Однако этим апрельским вечером — дивным по синеве, по ароматам с гор и гарриги и очень скорбным для Аймера-проповедника — в плане снов ему было не на что жаловаться. Он долго не мог уснуть, погруженный в размышления о завтрашнем дне: не слишком сведущий в церковном праве, он искренне не знал, что ему теперь делать с погребением. Может ли он, вправе ли давать церковное отпевание человеку, перед смертью публично отрекшемуся от веры? Следует ли это списать на сумасшествие, на старческую невменяемость, на что столь явно уповала Мансипова семья — в таком случае умирающему может быть отказано в виатике, в хлебе в дорогу, но не в словах напутствия… Или таким образом дедушка Марти просто-таки подписывался — своим исповеданием ереси — на посмертное отлучение, и даже будь он погребен как подобает, его останки надлежало бы выкопать из освященной земли и подвергнуть сожжению — подобную историю из молодости брата Гальярда хорошо помнило все Аймерово поколение жакобенцев, но ни разу Аймер подумать не мог, что сам встанет перед такой же дилеммой и что настолько тошно будет ему — до плотской тошноты тошно — перед нею стоять… И к тому же так мало времени.
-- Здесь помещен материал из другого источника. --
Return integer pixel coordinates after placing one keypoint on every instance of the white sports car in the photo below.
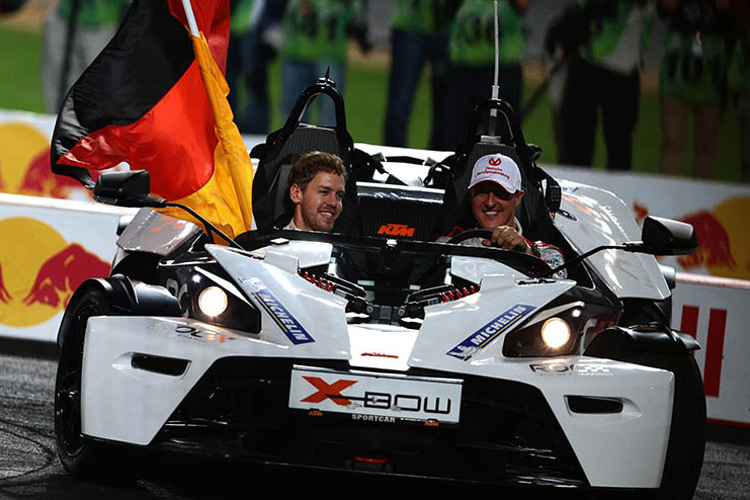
(377, 349)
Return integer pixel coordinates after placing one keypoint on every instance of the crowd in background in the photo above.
(598, 46)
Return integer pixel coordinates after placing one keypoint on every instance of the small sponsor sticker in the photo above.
(281, 316)
(489, 332)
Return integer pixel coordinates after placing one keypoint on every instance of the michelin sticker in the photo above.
(489, 332)
(281, 316)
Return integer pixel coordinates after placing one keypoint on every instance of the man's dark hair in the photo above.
(306, 166)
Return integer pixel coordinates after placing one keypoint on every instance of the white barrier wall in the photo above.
(716, 312)
(48, 246)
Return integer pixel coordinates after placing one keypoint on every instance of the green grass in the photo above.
(365, 96)
(20, 84)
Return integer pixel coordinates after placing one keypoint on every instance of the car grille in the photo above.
(507, 432)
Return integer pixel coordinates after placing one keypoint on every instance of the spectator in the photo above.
(75, 31)
(252, 48)
(315, 40)
(472, 64)
(739, 80)
(603, 41)
(692, 81)
(419, 33)
(316, 187)
(8, 6)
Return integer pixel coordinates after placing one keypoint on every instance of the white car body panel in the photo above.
(128, 404)
(601, 218)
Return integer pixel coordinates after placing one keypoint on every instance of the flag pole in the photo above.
(227, 132)
(192, 25)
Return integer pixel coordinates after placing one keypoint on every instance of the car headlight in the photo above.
(551, 332)
(213, 301)
(555, 332)
(218, 301)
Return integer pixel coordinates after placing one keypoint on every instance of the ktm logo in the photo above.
(396, 230)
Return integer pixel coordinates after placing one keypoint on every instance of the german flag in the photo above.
(155, 98)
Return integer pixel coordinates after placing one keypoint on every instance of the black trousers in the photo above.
(591, 90)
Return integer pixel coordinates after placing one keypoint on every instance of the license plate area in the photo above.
(376, 397)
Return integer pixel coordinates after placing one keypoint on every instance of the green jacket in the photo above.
(695, 56)
(423, 16)
(317, 29)
(95, 13)
(472, 39)
(738, 76)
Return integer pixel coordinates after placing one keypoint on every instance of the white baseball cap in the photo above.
(497, 168)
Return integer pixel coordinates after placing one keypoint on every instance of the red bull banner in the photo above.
(717, 210)
(49, 247)
(715, 312)
(25, 158)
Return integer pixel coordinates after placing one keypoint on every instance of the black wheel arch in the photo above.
(654, 337)
(130, 296)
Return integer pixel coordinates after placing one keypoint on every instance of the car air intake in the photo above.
(159, 364)
(591, 405)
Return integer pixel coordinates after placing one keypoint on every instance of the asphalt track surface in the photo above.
(29, 467)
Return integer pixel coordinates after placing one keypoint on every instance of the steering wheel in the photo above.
(479, 233)
(471, 233)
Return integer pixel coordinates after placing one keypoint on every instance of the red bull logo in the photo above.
(723, 239)
(714, 248)
(25, 165)
(39, 271)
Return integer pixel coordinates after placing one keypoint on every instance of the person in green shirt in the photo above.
(603, 42)
(472, 64)
(250, 52)
(316, 41)
(75, 31)
(692, 81)
(419, 35)
(738, 80)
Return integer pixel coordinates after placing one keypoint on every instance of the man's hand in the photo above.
(508, 238)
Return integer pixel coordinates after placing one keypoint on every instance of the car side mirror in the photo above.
(661, 236)
(126, 189)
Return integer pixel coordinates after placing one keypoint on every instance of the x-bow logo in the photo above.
(328, 391)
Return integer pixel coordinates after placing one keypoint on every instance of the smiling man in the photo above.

Так мало — все должно решиться уже завтра — и решать-то должен не кто иной, как Аймер, нет над ним назавтра никакого старшего, который твердо скажет — отпевать или не отпевать, чтобы принять на себя тяжесть выбора со всеми последствиями…
Подобные мысли заставляли Аймера тяжело вздыхать; «ворочаться досыта до самого рассвета» ему не давала совесть — братья по уставу спали вдвоем на одном, к тому же нешироком ложе, и не хотелось будить Антуана, тихо сопевшего у стены и вздрагивавшего от каждого Аймерова движения. Так он и заснул под музыку собственных вздохов — и увидел сон, достойный, пожалуй что, самого Джауфре, да еще такой яркий и еще внутри сна осознаваемый как сон — словно кто-то со стороны говорил Аймеру: запоминай.
Там было поле роз — ярких и огромных, какие не растут ни в гористом Сабартесе, ни в ветреных бедных Ландах, где — почти что в виду океана — вырос Аймер. Вот в Тулузене бывают такие розы, да еще к востоку от Тулузена, в сторону Монпелье: каждый цветок едва помещается на ладони, словно светится в сумерках… Среди этих роз, пораженный огнем их цвета, стоял Аймер, глядя вслед уходящему от него человеку — такому родному человеку в белом хабите, роднее и не бывает, но поди пойми, кто это: даже цвета волос не разберешь против солнца, к тому же розы отсвечивают алым, и удаляется он, как на книжной миниатюре — вроде и рядом, да отделен, становясь все меньше, а еще причем-то тут был дедушка Мансипа — мешал идти. Ах, вот причем: как старый младенец, он отягощал руки Аймера, уже завернутый-запеленатый в саван, маленькая куколка вроде деревянного Царя-Иисуса, которого укладывали братья на рождественское сено у алтаря. Легким был дедушка Марти, почти невесомым, и лица под платом не разглядеть — так на стенных росписях рисуют Лазаря. Святого Лазаря, будущего епископа Марсельского — да только дедушка Марти какой там святой, какой там епископ: никак не помочь дедушке Марти, разве что тащить его с собой, не бросать.